Gestern im ZDF: Eine neue Folge der von mir hoch verehrten britischen Serie „Für alle Fälle Fitz“ (brit. Originaltitel: „Cracker“). Absolut gelungen, trotz des Themas, das zur Zeit eh aus allen Sound- und Printöffnungen quillt.Fitz ist ein unförmiger, kettenrauchender, saufender und penetranter Polizeipsychologe aus Manchester, der seine Familie zur Verzweiflung bringt und als brillanter Analytiker, dem nichts allzu Menschliches fremd ist, den Täter entlarvt. In den früheren Folgen (Hintergrund zur Serie siehe Krimiblog) hat Fitz mich oft genervt, aber ich musste sie einfach gucken, weil die Serie wie so viele aus Großbritannien einfach klasse gemacht ist. Kein Vergleich zum Durchschnitts-Tatort.

Der neue Fitz

Fitz erscheint in dieser Folge verblüffend „mellow“, Ecken und Kanten abgeschliffen und dadurch durchaus sympathischer als früher, auch wenn er für die Mithilfe am Fall seine Familie allein zurück nach Australien reisen lässt und seine Tochter bei deren Hochzeit bloßstellt. Im Gegensatz zu Nobbi finde ich die Abwesenheit von Fitzs bohrenden und für die Befragten quälenden Analysen ganz erholsam, und über Glaubwürdigkeitsmängel bezüglich mancher Realia sehe ich meist eh großzügig hinweg.
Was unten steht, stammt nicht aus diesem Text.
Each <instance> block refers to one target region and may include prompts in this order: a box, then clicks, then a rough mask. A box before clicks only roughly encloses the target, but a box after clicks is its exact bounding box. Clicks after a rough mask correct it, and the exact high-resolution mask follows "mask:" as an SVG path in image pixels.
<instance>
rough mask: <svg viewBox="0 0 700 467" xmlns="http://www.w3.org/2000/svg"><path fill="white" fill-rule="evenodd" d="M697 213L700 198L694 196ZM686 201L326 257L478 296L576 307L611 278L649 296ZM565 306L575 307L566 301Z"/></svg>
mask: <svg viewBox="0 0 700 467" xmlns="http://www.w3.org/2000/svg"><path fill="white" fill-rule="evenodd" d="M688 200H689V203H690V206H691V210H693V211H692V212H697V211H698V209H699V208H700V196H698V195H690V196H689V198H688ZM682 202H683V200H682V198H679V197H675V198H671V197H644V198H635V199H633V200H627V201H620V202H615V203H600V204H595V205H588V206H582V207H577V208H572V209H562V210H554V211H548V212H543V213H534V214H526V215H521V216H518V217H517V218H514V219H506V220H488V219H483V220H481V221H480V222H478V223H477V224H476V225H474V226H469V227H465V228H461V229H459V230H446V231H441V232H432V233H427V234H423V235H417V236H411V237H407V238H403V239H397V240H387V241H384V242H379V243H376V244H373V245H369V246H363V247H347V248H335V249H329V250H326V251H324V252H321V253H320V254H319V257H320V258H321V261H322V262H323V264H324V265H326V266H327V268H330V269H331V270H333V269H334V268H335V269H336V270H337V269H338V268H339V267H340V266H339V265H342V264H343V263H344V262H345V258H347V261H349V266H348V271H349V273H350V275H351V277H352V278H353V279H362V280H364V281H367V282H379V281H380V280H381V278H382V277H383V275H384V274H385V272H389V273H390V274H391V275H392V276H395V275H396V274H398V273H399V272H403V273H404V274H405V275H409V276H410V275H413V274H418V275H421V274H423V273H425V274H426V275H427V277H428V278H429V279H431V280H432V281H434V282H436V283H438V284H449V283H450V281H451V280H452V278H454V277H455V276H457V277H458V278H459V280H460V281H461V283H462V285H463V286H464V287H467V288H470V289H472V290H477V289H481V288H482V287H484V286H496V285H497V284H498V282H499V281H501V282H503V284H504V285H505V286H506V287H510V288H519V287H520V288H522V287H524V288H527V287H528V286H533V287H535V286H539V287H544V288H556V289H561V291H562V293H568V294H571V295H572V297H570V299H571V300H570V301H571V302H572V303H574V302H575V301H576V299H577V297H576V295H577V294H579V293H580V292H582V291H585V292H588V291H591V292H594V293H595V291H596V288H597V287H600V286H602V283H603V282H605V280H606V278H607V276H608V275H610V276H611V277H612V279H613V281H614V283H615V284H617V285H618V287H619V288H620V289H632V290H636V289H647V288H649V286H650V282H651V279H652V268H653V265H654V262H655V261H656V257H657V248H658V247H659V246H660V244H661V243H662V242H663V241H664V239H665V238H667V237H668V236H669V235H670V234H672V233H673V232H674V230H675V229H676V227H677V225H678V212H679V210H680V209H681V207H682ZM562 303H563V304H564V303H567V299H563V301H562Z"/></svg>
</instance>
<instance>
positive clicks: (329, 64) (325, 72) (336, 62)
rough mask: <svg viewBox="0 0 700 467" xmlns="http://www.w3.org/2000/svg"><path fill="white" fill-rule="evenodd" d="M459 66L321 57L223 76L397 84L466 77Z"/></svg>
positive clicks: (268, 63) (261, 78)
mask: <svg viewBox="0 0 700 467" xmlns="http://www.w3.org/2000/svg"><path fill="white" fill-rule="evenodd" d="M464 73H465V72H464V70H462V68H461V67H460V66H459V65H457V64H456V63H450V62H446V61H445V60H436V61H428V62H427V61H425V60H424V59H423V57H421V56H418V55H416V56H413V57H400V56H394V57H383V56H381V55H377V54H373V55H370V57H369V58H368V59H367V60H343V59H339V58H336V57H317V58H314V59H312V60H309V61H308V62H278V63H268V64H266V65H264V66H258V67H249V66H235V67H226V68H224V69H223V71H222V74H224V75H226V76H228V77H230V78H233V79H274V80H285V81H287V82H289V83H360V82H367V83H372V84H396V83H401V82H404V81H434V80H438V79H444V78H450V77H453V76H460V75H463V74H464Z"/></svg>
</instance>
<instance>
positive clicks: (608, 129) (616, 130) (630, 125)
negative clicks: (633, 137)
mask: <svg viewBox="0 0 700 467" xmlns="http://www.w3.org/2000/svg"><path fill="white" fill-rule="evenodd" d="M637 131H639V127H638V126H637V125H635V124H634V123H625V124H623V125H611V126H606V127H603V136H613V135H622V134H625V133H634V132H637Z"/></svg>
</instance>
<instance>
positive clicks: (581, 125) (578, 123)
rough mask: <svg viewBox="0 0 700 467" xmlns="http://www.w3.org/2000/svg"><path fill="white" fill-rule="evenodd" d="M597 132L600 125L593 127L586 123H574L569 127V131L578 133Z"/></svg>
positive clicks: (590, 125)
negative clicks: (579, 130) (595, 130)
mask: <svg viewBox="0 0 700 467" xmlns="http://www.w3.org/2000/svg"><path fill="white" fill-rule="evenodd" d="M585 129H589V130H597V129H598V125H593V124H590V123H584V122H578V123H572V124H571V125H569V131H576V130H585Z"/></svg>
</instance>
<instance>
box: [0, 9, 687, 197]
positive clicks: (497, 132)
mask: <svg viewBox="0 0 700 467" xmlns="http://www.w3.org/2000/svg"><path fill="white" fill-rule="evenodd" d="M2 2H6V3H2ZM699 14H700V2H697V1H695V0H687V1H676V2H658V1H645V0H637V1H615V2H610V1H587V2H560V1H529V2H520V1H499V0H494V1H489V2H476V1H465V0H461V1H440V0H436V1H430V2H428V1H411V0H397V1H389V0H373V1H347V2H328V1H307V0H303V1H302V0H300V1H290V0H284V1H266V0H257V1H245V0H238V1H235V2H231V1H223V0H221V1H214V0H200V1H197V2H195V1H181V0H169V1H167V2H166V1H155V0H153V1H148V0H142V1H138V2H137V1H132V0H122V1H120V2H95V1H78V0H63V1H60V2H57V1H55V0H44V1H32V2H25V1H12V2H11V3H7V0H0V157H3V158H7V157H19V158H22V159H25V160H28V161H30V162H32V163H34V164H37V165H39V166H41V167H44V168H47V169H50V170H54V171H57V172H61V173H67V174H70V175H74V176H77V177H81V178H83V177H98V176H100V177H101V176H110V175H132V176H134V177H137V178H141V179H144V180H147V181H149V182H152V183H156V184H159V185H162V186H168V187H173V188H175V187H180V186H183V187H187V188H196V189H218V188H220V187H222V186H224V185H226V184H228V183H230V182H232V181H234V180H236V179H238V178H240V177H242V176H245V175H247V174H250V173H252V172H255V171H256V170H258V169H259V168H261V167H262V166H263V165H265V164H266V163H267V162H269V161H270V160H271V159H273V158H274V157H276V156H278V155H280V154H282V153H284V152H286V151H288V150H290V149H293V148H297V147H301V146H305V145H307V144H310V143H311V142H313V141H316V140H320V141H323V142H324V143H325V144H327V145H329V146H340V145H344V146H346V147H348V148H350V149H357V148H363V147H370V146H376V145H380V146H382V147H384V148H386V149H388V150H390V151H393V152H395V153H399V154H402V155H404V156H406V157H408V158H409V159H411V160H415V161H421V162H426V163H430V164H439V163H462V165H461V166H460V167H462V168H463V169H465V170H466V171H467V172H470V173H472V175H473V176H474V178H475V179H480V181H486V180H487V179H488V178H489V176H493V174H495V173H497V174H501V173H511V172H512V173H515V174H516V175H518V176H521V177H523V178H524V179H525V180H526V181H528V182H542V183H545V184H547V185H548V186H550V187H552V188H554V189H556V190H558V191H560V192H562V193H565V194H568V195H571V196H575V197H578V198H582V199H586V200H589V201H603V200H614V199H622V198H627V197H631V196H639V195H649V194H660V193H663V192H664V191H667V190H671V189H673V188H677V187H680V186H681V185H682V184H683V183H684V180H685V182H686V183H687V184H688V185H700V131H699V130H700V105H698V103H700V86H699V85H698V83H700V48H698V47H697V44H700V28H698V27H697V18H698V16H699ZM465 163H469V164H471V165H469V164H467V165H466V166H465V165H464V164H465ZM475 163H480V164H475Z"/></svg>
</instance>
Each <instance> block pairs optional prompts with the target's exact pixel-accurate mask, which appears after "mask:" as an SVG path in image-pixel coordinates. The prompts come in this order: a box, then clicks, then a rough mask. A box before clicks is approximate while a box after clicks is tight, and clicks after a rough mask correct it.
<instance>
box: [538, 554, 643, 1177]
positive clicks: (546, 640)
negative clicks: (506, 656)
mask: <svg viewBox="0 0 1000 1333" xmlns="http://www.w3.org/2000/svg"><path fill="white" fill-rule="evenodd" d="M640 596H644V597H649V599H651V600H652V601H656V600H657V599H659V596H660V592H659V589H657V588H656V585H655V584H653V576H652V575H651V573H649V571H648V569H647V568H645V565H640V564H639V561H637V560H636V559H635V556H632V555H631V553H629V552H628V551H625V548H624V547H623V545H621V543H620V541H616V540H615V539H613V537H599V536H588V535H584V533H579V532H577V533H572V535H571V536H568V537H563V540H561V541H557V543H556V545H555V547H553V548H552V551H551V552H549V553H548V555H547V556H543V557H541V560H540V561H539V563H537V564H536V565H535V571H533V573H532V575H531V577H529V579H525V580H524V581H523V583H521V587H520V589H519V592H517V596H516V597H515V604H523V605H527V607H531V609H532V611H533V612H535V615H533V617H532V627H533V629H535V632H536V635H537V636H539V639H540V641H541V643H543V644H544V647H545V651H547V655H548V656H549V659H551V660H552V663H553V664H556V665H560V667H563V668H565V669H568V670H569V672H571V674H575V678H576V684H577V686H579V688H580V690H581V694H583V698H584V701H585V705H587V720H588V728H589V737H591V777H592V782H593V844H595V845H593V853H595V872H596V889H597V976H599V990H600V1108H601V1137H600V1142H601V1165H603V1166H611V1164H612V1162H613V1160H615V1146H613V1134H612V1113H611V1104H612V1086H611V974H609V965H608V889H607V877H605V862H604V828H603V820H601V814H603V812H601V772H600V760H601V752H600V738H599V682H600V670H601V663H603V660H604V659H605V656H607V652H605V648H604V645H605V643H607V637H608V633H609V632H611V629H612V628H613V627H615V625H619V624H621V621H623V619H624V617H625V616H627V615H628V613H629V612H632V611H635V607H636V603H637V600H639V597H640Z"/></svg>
„War against terrorism“ versus „The troubles“

Spannend finde ich an dieser Folge vor allem die Story: Ein Polizist, früher Soldat in Nordirland, bringt willkürlich und grausam ein paar Amerikaner in Manchester um. Warum tut er das? Er wird die brutalen Bilder aus seiner Dienstzeit in Ulster nicht los, insbesondere ein Erlebnis, bei dem zwei seiner Kameraden in einen Hinterhalt geraten und getötet werden. Was können die Amerikaner dafür? Durch „Nine Eleven“ und alles, was dadurch ausgelöst wurde, wird der Nordirland-Konflikt, den Terry als Krieg erlebt hat, zu bloßen „Unruhen“ degradiert. Es interessiert sich schlicht niemand mehr dafür. Dazu kommt der Hass auf die USA, weil nordirische Terroristen teilweise mit exilirisch-amerikanischen Dollars finanziert werden, und weitere Details, die bei uns kaum jemand kennt. Wie sich der Täter mit seinen Erinnerungen und Aggressionen herumquält, wie er nur die Alternative zwischen Selbstmord und Amoklauf sieht, wie er nicht vor eiskaltem Mord, aber vor dem Selbstmord zurückschreckt – „Du weißt ganz genau, wann die Kugel einschlägt. Das ist echt hart“ –, das erlebt man hautnah mit. Stundenlange nächtliche Telefonate mit den Samaritern können ihm nicht helfen. Seine Frau, obwohl verständnisvoll, begreift nicht wirklich, wie schlimm es um ihn steht. Der Täter wird einem zwar nicht sympathisch, aber, wie Fitz am Ende sagt: verständlich.
Ein erschütterndes Dokument dessen, was der Krieg aus dem Menschen macht. Was der Mensch mit dem Krieg aus anderen Menschen macht.

Schade, dass an den nächsten Sonntagen keine weiteren neuen Folgen gesendet, sondern nur alte wiederholt werden. Sie waren sehr gut, aber ich habe sie teilweise schon mehrfach gesehen. Wer Englisch kann, mag sich solange mit dem Unofficial Guide to Cracker trösten. (Ha! Ich sehe dort gerade einen Ausspruch von Robbie Coltrane: „Fitz hasn’t mellowed at all. He’s still mad, bad and dangerous to know.“ Hmpf. Ich finde nicht.)